Jones claims that the vocational expert’s identification of 1,850 jobs in Tennessee and
66,000 nationally that she could perform is not a sufficient number of jobs. (Doc. No. 18, p. 15
(citing Mackins v. Astrue, 655 F.Supp.2d 770 (W. D. Ky. 2009) (in which the district court
remanded a case holding that 60,000 jobs nationally did not constitute significant numbers).)
However, the Sixth Circuit has since distinguished Mackins, clarifying that the district court
“doubted that the occupation for which the ALJ though the claimant was qualified was consistent
with the claimant’s functional limitations . . . [and] whether, in view of the changes in the
economy, 60,000 jobs even existed within the identified occupation.” Taskila v. Comm’r Soc.
Sec., 819 F.3d 902, 906 (6th Cir. 2016) (citing Mackins, 655 F.Supp.2d at 778). Moreover, as
Commissioner notes, there is “no ‘magic number’ in evaluating whether a job exists in
significant numbers.” (Doc. No. 21, p. 8 (citing Doran v. Comm’r Soc. Sec., 467 Fed. Appx.

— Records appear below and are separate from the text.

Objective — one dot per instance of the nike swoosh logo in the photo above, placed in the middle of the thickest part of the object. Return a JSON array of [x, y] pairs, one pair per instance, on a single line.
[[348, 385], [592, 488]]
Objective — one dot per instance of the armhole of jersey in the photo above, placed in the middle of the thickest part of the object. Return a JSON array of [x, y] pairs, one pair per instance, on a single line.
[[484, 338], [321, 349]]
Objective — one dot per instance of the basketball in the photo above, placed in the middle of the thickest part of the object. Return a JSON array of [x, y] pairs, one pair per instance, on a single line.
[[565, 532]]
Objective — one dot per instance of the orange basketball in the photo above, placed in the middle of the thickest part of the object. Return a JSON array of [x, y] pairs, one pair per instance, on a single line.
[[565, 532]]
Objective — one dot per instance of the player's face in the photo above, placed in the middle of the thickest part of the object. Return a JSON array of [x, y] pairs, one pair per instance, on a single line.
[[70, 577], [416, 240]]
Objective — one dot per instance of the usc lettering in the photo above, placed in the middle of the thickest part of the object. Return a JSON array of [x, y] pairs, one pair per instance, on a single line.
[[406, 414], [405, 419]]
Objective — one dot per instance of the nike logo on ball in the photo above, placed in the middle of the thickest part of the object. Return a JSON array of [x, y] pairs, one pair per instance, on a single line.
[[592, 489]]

446, 449 (6th Cir. 2012) (internal citations omitted)).) Furthermore, the Sixth Circuit has held
that 870 jobs in a claimant’s geographic region constitute a significant number. Martin v.
Comm’r Soc. Sec., 170 Fed. Appx. 369, 375 (6th Cir. 2006). Consequently, Jones’ argument in
this regard is without merit.
For the reasons explained above, Jones’ Motion for Judgment on the Administrative
Record (Docket No. 17) will be DENIED. An appropriate order will be filed herewith.